The new merchandise is expected to be in department stores by June 1995.
“In this upper-moderate area, there is a huge void of fashion,” said Andrew Grossman, Chaus’s new chief executive officer, addressing about 50 stockholders at the company’s annual meeting, at the Grand Hyatt Hotel here. “We want to be current with fashion, just like the better and designer lines. We don’t want to chase it, as we had in the past, but be a leader,” he said.
Chaus, which started in the upper-moderate, updated sportswear zone when it was founded in 1975, had drifted to the mid-moderate zone over the past few years because of price pressures, industry observers said. Grossman, who joined the firm on Sept. 28 from Jones Apparel Group, where he was president, said he aimed to position the Chaus lines between the better-priced area, which includes Liz Claiborne, Jones Apparel Group’s Rena Rowan for Saville and Rafaella, and the moderate-priced area, including Alfred Dunner and Norton McNaughton.

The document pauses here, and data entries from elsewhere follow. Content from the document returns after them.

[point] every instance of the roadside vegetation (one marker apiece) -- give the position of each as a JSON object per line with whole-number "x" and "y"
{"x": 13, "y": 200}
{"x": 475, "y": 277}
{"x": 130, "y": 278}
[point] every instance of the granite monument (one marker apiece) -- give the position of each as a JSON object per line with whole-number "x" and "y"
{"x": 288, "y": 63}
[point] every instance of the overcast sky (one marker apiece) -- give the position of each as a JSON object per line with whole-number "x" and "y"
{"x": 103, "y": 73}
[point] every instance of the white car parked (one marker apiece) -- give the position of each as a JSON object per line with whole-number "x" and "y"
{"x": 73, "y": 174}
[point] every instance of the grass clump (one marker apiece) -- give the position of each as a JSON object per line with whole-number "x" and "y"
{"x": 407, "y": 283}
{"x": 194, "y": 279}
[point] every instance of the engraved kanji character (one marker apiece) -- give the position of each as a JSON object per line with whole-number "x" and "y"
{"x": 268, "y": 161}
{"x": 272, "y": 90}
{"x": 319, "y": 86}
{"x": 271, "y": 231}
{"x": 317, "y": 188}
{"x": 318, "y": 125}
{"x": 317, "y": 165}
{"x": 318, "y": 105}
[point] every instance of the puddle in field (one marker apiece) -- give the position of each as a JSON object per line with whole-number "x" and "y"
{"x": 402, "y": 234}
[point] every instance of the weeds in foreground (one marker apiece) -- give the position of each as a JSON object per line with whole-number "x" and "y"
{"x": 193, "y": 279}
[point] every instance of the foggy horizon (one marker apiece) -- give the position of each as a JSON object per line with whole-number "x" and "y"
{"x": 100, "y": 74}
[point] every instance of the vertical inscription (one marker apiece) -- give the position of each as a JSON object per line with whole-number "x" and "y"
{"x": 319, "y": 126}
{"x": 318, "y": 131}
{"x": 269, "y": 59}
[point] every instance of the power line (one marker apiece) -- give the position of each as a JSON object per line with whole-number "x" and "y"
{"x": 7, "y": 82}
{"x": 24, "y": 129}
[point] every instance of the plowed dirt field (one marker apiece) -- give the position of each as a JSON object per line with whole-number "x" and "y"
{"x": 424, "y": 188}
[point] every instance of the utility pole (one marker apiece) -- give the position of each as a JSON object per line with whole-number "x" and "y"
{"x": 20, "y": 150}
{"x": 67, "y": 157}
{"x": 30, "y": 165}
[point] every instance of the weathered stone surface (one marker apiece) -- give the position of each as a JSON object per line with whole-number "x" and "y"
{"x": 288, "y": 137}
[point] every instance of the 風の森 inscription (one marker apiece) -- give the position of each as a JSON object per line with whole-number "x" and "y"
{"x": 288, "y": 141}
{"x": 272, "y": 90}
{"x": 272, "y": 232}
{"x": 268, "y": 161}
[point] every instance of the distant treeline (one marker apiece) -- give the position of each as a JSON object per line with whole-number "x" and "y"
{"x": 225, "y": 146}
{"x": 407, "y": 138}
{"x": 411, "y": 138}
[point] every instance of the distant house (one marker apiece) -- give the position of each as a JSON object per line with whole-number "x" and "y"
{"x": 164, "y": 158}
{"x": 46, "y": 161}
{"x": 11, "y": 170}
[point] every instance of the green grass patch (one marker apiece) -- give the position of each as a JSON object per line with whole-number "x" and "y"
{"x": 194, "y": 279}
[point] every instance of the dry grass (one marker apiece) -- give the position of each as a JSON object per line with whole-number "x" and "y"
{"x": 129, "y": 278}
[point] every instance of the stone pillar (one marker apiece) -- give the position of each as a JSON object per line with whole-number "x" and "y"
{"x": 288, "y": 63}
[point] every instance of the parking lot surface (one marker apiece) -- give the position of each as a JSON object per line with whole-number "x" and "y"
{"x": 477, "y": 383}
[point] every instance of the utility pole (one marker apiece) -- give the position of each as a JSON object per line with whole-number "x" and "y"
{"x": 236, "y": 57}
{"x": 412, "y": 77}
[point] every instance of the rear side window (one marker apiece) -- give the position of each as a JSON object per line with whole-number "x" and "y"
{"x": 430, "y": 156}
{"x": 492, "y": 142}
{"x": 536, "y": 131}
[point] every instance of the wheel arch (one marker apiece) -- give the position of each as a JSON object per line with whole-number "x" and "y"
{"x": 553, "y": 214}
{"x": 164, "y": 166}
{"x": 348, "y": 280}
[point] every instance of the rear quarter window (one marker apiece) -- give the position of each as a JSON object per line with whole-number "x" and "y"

Grossman declined to talk about price points or merchandising strategy. The average wholesale price for the Chaus lines is $22 to $23, said Dick Baker, director and president of the firm. Grossman said the lines would continue to be marketed under the labels Chaus, Chaus Sport, Chaus Dress and Chaus Woman.
The new merchandising strategy comes after the company has reduced inventory and overhead in the past year. Josephine Chaus, the firm’s chairwoman who joined Grossman on the platform, said the firm had pared the number of employees by 30 percent worldwide, but she expected no further layoffs.
At least one Wall Street observer applauded Chaus’s move into the upper-moderate zone.
“They have been fighting and clawing in the niche that they are in, so I think they’ll have a better crack in this new zone,” said analyst Edward Johnson, director, Johnson Redbook Service.
Bernard Chaus Inc., which has been on a profit slide for the past several years, lost $8.9 million in its first quarter ended Sept. 30, against a loss of $1.7 million a year earlier, as reported. Sales declined 6 percent to $65.4 million from $69.6 million.
Grossman got a $6.2 million signing bonus on top of a $1 million base salary for joining Chaus.
Josephine Chaus has put in her own money to bolster the firm, pledging $14.4 million in September alone. The company had a $10.9 million loss in 1993 on revenues of $235.8 million.